Skinning a turkey, however, can be a bit tricky. One of the keys to mastering the process is to use the proper cutlery—namely, a skinning knife. A high-quality skinning knife will average about 8 to 9 inches in length and feature a stainless steel blade and solid handle. Skinning with a dull knife can be messy and dangerous, so make sure your blade is sharp enough to get the job done.

First, hang the turkey by its head and cut the wings off at the first joint. This will allow you to remove the beard by pulling off the loose skin and cutting it at the base. Next, remove the legs by cutting at the first joint, usually located about the spot the feathers meet the legs.

After you’ve removed the wings and legs, turn the turkey over and insert the skinning knife into the neck. Continue the incision down the length of the back, following the natural division between back and breast feathers. This incision will go all the way to the base of the bird, to the tail feathers. Once you reach the tail feathers, the fan can be easily removed by cutting the base of the tail.

At this point, the bird is nearly skinned. All that needs to be done is to remove the skin you missed when removing the wings, legs and cape. Simply pull and cut with the skinning knife as needed. An easy way of removing the leg skin is by rolling it down the leg as far as it will go, then cutting it off at the end of the leg.

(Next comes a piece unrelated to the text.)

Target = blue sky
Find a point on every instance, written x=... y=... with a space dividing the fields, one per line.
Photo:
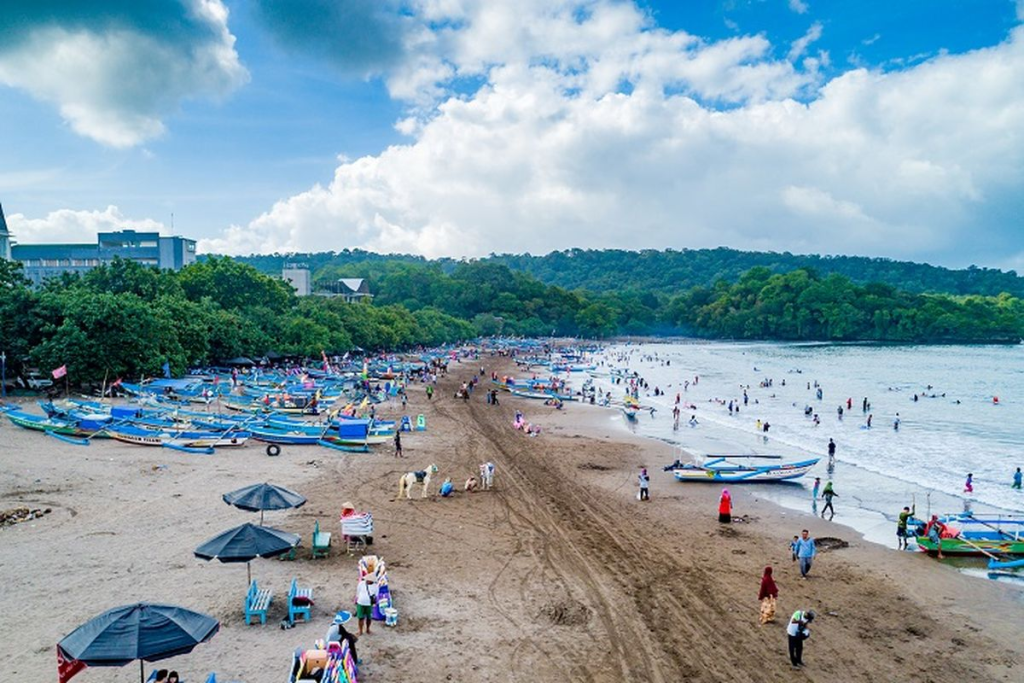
x=467 y=127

Once the bird is skinned it is ready for cooking. Many hunters fillet their birds before grilling, frying or baking. Filleting a bird is fairly easy—simply remove the skin from the breast, loosen the breasts from the bone with a filleting or skinning knife, and carefully remove. If you plan on filleting the breast, remember to still use the rest of the bird. In many states it’s actually illegal to remove the breast and throw the rest of the turkey away.

Now that you’ve properly dressed and skinned your bird, the only thing left to do is cook! There are many great recipes available online for fresh wild turkey, but whether the cooked bird tastes good? That’s entirely up to you!